Standpunt van verweerder
Verweerder verwijst naar de beslissing en voert aanvullend het volgende aan. Het is niet schriftelijk onderbouwd dat klagers moeder hem, vanwege haar gezondheid, moeilijk kan bezoeken. Uit het beroepschrift wordt niet duidelijk dat zijn overige bezoek niet tot reizen in staat zou zijn. Er kan voorts geen rekening worden gehouden met de vestigingsplaats van de advocaat. Verweerder is ook niet verplicht om het advies van het Openbaar Ministerie of de inrichting op te volgen.
3. De beoordeling
Klager verblijft op dit moment in het HVB van de PI Grave. Hij wil graag worden overgeplaatst naar het HVB van de PI Dordrecht, omdat zijn bezoek hem daar makkelijker kan bezoeken. Klagers bezoek woont in Breda. Zijn moeder kan vanwege haar medicatie alleen met het openbaar vervoer reizen en de reistijd naar de PI Dordrecht is korter. Ook voor zijn kinderen is de PI Dordrecht dichterbij.
Op grond van artikel 24, eerste lid, van de Regeling selectie, plaatsing en overplaatsing van gedetineerden (hierna: de Regeling) wordt een gedetineerde die nog niet is veroordeeld, bij voorkeur in het arrondissement van vervolging geplaatst.

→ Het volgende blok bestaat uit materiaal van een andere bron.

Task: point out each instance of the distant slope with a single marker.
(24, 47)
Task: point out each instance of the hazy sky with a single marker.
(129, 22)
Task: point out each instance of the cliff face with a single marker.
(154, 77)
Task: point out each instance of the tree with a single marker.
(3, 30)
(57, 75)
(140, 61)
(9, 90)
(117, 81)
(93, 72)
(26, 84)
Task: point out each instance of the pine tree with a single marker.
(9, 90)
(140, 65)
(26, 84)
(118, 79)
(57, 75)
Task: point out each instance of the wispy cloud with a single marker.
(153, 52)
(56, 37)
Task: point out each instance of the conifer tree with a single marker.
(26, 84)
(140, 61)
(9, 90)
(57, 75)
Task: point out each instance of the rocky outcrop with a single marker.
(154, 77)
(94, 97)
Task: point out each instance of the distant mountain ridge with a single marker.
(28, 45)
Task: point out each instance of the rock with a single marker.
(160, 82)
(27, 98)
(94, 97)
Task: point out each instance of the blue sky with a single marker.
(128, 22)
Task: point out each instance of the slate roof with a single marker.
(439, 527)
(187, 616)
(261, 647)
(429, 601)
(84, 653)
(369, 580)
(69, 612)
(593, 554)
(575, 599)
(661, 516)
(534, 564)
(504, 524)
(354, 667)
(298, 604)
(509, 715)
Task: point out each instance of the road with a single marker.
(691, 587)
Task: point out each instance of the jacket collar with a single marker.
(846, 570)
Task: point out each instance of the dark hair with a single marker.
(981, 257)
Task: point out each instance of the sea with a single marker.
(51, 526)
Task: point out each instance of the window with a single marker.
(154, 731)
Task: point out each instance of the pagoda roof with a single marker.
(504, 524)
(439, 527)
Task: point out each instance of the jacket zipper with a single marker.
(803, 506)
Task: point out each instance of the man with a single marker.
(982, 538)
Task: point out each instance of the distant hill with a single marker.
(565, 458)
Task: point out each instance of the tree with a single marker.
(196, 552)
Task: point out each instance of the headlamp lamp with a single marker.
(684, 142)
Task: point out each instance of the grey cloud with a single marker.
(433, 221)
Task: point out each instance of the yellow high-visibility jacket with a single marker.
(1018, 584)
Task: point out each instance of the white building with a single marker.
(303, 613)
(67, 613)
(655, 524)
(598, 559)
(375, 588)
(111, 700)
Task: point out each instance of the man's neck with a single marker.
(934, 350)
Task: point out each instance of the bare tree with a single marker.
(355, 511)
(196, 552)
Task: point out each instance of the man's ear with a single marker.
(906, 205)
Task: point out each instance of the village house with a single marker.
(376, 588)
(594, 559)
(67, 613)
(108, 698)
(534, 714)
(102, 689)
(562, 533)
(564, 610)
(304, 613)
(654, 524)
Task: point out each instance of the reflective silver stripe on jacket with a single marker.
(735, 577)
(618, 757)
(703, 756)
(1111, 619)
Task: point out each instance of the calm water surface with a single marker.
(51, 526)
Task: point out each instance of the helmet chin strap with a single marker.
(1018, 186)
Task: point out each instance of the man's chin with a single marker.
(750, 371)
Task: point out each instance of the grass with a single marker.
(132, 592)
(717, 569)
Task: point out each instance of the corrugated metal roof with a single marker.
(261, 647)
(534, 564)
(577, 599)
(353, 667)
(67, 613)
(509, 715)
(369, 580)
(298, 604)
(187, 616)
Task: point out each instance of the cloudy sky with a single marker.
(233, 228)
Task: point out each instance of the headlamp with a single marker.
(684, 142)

Klager wordt vervolgd in het arrondissement Rotterdam. Dat volgt uit het selectieadvies en zijn registratiekaart. De PI Dordrecht ligt in dit arrondissement, terwijl de PI Grave in een ander arrondissement ligt. Klagers verzoek vindt dus steun in de Regeling. Verweerder heeft geen omstandigheden aangevoerd die zich verzetten tegen een overplaatsing naar de PI Dordrecht, terwijl klager – hoewel hij niet verstoken is van bezoek – naar het oordeel van de beroepscommissie wel heeft gemotiveerd dat en waarom hij gebaat is bij overplaatsing. Daarnaast ondersteunt de PI Grave klagers verzoek.
Gelet op het voorgaande en bij afweging van alle in aanmerking komende belangen, moet de bestreden beslissing als onredelijk en onbillijk worden aangemerkt. De beroepscommissie zal het beroep daarom gegrond verklaren en de bestreden beslissing vernietigen. Zij zal verweerder opdragen een nieuwe beslissing te nemen met inachtneming van deze uitspraak binnen een termijn van twee weken na ontvangst daarvan.
De beroepscommissie ziet geen aanleiding om aan klager een tegemoetkoming toe te kennen. Verweerder heeft aangegeven dat uit de overgelegde bezoekerslijsten blijkt dat klager regelmatig bezoek ontvangt (ook van zijn moeder). Van concreet ondervonden ongemak is daarom niet gebleken.
4. De uitspraak
De beroepscommissie verklaart het beroep gegrond en vernietigt de bestreden beslissing. Zij draagt verweerder op een nieuwe beslissing te nemen met inachtneming van deze uitspraak binnen een termijn van twee weken na ontvangst daarvan. Zij kent klager geen tegemoetkoming toe.
Deze uitspraak is op 21 juli 2023 gedaan door de beroepscommissie, bestaande uit mr. A. van Holten, voorzitter, mr. M.F.A van Pelt en drs. M.R. van Veen, leden, bijgestaan door mr. A. Laagland, secretaris.